Dass die Abschaffung dieser Leistung jetzt in die Diskussion gekommen ist, finde ich unerhört. Unabhängig davon, dass es schwierig ist, jemanden für die Hilfe aus dem „Bekanntenkreis“ zu bezahlen, was ja eigentlich viel besser wäre. Die Voraussetzungen, die die liebe Helferin aus obigem Bericht so schnell erfüllte, hat nicht jeder Lust, mal eben auf sich zu nehmen.
„Warum kann dieser Betrag nicht einfach ausgezahlt werden?“
Ich habe die Erfahrung gemacht, dass die Pflegedienste Hilfen (nur pflegerischer Art) auf dieser Grundlage anbieten (allerdings keine Hauswirtschaft, was hilfreich wäre!), z. B. bei meiner Mutter ein 2-wöchentliches Fußbad, aber sie berechnen 74 € pro Stunde!!

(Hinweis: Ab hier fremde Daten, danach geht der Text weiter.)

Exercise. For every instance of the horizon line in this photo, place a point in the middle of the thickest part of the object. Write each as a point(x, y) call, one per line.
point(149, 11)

Es gibt Anbieter für Alltagshilfen (Betreuung, Einkaufshilfen, Hauswirtschaft), die, wenn sie nach § 45b (Entlastungsleistungen) abrechnen möchten, eine umfangreiche Qualifikation nachweisen müssen, um eine Abrechnungsberechtigung mit der Pflegekasse zu erhalten. Die Mitarbeiter (gedacht als Ehrenamtliche), die dann zur Verfügung stehen müssen, müssen ebenfalls eine entsprechende Qualifikation nachweisen.
Das ganze Prozedere schränkt die Angebote der zugelassenen Alltagshelfer ein, und im Bedarfsfall ist es schwierig, auf dieser Grundlage Hilfen zu bekommen, die mit der Entlastungsleistung zu finanzieren sind.
Hier gibt es die Vorgabe, dass der Mindestlohn pro Stunde 15 € beträgt. Das entspricht maximal 8,5 Stunden Hilfe. Freie Anbieter, wie Pflegedienste oder Anbieter, die mit fest angestelltem Personal arbeiten, berechnen deutlich mehr (s. o.). Daraus ergibt sich eine sehr geringe Anzahl von helfenden Stunden.
Was im Grunde ein Witz ist, und man von großzügiger Unterstützung von pflegenden Angehörigen, was die Politik gerne propagiert, wahrlich nicht sprechen kann.
Dieses Angebot wird offenbar in der PG 1 nicht ausreichend angenommen, weshalb es die Diskussion gibt, dieses abzuschaffen. Die Abschaffung löst vielleicht ein Haushaltsproblem in ganz geringem Maße, aber wo bleibt die angedachte und viel beworbene Unterstützung für die pflegenden Angehörigen?
Hier muss es einen entscheidenden Gedankenwechsel geben. Das Geld sollte bedingungslos an die Betroffenen ausgezahlt werden, und so jedem selbst überlassen werden, wem man für seine Unterstützung einen Obolus zahlen möchte.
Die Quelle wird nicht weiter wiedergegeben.